Quiero que tu miedo no me de miedo. Quiero la revancha sólo si tú no la quieres. Quiero que la vida te dé una vez más la oportunidad de encontrarme esperándote. Y quiero no esperarte mientras te espero. Quiero creer que todo acabará bien. Quiero que se calle el silencio. Quiero que vuelvas a poner mi vida patas arriba. Quiero que sigamos sin tener claro si matarnos a golpes o a besos. Quiero buscar la paz y acabar liderando la tempestad. Lo quiero todo y no quiero nada. 




lunes, 20 de enero de 2014

Baila

Suenan las canciones que ya no tienen sentido. Es entonces cuando decides beberte el dolor a tragos y emborrachar a los recuerdos. Y no hay quien te saque del bar del olvido. Noche tras noche acabas allí, creando una deuda que nunca es más grande que la que acumulas dentro de ti. 

Todos hemos acabado en ese bar alguna vez. Todos hemos conservado la atormentada esperanza de que esa persona entre de repente por la puerta dispuesta a firmar la paz. Nos invite a otra ronda y acabemos subidos a la barra cantando aquella canción. Aquella canción otra vez. Como antes. Como antes de los secretos, los celos y los gritos. Como antes del portazo, el orgullo y los silencios. Como si nada hubiese pasado… 

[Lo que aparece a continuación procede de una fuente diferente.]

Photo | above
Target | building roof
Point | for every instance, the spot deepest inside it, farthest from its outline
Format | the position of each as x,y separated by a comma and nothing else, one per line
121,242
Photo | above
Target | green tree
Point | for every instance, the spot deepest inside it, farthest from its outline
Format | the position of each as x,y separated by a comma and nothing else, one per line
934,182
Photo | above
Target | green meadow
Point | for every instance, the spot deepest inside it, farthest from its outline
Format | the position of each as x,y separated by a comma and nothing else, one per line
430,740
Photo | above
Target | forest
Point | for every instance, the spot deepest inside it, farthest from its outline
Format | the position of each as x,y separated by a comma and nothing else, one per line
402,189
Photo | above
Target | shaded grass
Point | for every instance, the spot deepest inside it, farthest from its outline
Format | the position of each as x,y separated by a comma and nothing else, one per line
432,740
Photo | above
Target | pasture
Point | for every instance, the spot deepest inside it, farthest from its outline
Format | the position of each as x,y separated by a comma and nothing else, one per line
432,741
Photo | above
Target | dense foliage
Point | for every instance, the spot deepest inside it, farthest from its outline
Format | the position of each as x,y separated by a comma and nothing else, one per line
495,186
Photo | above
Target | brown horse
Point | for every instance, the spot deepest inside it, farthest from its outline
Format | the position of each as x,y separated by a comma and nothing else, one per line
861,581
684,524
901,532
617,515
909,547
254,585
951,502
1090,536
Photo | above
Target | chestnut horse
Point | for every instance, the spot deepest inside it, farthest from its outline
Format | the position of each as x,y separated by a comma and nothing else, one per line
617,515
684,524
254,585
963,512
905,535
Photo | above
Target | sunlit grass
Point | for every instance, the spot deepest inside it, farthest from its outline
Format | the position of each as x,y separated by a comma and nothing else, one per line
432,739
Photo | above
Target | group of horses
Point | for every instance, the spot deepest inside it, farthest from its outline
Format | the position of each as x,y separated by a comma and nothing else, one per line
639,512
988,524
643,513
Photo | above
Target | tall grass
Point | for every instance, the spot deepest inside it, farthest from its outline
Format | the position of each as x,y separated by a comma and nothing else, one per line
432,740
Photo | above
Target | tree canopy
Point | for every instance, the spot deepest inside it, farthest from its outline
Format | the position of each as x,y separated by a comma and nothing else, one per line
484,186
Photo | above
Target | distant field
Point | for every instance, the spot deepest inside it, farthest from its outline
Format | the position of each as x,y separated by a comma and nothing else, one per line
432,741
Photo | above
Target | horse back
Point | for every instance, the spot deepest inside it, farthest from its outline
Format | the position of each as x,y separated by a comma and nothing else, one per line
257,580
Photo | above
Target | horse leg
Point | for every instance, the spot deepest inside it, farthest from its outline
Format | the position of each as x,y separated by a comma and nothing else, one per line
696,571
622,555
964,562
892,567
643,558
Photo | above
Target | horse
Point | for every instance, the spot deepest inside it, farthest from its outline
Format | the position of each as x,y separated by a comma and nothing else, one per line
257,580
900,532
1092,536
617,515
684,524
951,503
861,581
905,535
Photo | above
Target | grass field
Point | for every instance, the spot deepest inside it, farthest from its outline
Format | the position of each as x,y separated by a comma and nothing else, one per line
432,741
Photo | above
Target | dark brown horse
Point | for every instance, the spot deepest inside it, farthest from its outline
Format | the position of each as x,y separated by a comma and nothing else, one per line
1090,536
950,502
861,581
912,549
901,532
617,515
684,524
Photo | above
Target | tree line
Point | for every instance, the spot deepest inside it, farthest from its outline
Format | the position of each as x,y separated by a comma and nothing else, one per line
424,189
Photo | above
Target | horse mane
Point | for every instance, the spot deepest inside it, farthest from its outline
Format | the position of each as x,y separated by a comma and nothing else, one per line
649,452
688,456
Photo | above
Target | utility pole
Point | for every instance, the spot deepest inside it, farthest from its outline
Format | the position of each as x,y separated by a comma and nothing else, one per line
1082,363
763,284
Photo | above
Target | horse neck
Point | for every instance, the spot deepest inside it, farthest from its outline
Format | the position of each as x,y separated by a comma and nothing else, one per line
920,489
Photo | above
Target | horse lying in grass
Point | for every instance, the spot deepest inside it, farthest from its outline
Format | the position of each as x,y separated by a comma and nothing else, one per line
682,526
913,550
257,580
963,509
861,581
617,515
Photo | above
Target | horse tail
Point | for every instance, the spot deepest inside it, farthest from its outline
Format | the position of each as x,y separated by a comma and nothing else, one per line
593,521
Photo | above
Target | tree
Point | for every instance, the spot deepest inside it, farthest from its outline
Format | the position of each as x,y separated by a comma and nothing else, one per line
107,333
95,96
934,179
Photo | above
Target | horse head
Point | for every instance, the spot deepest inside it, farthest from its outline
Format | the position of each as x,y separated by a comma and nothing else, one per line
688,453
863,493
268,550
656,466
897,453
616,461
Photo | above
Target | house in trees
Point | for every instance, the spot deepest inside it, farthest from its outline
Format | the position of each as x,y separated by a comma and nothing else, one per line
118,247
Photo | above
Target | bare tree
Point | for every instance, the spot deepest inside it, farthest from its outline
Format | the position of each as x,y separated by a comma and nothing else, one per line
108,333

Puedes pasarte horas o años apoyado en la barra, pero al final siempre llega el día en el que te vas del local antes de que te echen. Porque lo entiendes. Entiendes que hay cosas que sólo pasan una vez. Hay historias que fueron escritas para acabar con puntos suspensivos, sin que eso implique una segunda parte que valga la pena. A veces no hace falta un segundo intento (ni un tercero, ni un cuarto…) para saber que acabaría igual o peor que el primero. Como el Rosario de la Aurora, vaya.

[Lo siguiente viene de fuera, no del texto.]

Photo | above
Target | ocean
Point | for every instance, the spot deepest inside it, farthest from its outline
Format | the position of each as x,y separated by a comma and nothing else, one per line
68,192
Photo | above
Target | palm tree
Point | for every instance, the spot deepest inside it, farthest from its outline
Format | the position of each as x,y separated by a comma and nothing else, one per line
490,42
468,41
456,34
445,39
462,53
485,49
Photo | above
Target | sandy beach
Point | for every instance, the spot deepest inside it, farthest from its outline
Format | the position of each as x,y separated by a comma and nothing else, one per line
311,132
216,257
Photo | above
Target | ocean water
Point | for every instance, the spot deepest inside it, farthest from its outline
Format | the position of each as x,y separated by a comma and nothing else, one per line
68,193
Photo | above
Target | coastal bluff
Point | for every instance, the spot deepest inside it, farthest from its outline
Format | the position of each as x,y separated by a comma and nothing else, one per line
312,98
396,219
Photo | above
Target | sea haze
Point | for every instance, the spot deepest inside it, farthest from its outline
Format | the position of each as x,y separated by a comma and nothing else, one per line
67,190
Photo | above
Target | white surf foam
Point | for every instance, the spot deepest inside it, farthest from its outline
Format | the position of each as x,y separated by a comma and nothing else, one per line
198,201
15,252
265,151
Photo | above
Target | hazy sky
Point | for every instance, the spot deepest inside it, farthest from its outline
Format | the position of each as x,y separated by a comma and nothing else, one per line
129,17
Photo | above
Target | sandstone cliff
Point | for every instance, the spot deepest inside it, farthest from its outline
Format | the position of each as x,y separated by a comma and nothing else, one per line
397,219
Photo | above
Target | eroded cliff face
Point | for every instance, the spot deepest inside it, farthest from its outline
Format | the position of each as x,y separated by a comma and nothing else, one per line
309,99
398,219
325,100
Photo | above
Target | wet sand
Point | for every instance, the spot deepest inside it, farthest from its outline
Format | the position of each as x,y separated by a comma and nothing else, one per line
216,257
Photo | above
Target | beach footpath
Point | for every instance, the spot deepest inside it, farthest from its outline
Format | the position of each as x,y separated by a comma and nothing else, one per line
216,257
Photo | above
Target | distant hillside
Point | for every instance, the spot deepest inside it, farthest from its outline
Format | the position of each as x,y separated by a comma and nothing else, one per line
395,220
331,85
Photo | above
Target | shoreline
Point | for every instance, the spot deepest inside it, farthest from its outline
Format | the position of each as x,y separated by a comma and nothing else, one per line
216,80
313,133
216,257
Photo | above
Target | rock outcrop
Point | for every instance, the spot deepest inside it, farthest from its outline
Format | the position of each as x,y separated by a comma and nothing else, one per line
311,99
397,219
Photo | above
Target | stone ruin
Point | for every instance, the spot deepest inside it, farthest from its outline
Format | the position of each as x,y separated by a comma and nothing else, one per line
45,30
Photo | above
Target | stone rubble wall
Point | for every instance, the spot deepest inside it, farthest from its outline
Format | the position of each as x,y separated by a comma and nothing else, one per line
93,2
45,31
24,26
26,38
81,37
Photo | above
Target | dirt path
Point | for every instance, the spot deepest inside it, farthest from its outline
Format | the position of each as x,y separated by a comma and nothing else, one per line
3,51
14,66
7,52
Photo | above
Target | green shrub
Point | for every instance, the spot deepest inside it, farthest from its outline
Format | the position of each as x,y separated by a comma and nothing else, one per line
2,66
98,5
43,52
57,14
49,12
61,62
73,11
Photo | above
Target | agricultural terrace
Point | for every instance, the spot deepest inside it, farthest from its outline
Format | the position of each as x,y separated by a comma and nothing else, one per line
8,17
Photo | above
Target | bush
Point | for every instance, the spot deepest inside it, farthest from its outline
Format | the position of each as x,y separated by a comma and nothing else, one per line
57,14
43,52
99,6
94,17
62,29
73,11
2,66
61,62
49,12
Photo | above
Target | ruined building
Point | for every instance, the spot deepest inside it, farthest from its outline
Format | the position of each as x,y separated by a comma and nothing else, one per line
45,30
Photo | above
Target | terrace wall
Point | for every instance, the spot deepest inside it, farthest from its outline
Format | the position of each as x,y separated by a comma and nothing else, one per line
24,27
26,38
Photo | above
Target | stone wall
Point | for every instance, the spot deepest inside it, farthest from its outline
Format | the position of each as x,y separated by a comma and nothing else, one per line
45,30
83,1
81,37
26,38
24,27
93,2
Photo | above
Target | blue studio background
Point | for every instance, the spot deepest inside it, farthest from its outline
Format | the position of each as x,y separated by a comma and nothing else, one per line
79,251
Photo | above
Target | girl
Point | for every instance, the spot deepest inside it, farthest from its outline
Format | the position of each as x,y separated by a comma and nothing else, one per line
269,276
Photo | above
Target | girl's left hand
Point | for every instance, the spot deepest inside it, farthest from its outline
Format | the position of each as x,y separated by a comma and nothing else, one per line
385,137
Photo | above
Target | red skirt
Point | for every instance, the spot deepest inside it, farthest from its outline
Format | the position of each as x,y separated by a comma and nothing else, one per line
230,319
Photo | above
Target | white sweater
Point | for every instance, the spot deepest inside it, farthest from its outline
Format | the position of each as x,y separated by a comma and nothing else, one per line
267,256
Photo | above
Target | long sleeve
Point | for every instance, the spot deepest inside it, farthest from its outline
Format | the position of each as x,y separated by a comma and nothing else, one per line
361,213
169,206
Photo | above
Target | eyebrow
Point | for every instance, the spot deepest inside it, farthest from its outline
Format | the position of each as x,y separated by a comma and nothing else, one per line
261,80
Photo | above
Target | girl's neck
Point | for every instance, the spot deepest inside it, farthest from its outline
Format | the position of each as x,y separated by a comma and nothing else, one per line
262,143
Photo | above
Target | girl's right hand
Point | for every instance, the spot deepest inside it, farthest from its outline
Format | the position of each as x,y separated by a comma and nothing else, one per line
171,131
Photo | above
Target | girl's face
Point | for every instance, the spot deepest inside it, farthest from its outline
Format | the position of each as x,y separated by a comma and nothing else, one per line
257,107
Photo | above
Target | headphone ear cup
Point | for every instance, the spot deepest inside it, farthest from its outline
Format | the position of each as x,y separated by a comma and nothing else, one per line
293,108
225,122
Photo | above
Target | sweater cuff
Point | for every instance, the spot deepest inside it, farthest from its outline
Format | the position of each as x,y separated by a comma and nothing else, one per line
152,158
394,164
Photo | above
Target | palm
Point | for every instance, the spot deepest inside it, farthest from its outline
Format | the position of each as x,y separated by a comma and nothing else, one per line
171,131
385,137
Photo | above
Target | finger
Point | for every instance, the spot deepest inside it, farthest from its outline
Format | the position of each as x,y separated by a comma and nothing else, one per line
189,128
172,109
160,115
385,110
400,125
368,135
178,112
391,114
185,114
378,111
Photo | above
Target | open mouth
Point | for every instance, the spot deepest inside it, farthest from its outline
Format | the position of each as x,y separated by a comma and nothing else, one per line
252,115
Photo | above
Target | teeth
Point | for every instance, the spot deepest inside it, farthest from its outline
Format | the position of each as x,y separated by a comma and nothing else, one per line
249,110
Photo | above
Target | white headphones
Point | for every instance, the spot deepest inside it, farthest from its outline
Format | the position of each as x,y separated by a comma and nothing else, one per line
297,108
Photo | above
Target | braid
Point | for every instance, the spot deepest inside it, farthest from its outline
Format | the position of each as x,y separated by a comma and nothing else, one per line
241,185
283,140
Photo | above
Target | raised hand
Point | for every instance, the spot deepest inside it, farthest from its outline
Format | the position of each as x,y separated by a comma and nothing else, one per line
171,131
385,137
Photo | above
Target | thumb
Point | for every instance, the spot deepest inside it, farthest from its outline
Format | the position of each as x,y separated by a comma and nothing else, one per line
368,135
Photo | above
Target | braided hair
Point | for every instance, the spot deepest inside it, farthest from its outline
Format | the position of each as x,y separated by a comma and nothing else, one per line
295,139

¿Por dónde íbamos? Ah, sí. Pagas tus cuentas y te vas a saldar las que has dejado fuera de allí, en lo más hondo de ti. Y cuando lo haces, cuando encuentras lo que un día fuiste y lo que quieres ser, acabas una noche en otro bar. Y ya no duele. Por fin has encontrado el sentido que guardaban aquellas canciones. Estás rodeado de la gente que quieres y sientes que no necesitas necesitar más de lo que ya tienes. Y eso no es todo, porque de pronto se abre la puerta y entra alguien que aún no conoces. Alguien que meses después, tras unas cuantas copas, acabará contigo arriba de la barra, improvisando la letra de la nueva canción

sábado, 11 de enero de 2014

Invierno soleado


Te busqué en las canciones de Sabina.
En la letra de aquel poema que aún hoy podría recitar de memoria.
En rincones donde nunca antes había mirado.
En las veces que fui a parar a aquel bar.
En las carcajadas de un amanecer.
En el vino que llenó la copa.
En el llanto que me hizo llorar tanto tiempo.
Te busqué incluso sin saber que te estaba buscando.

Y cuando dejé de buscarte saliste de tu escondite y me encontraste. Entonces no te reconocí, ya había olvidado hasta el tiempo que pasé buscándote. Pero el tiempo no se había olvidado de nosotros.

Entraste al bar por la puerta grande antes de que yo saliera por la puerta de atrás. Con Sabina diciendo aquello de “los ojos que no ven miran mejor”, me miraste de frente, y yo desvié la mirada. Empecé a temblar como sólo tiemblan los niños y no supe comportarme de otra forma. Cerré los ojos esperando que así el peligro que anunciaba tu presencia se olvidara de mí.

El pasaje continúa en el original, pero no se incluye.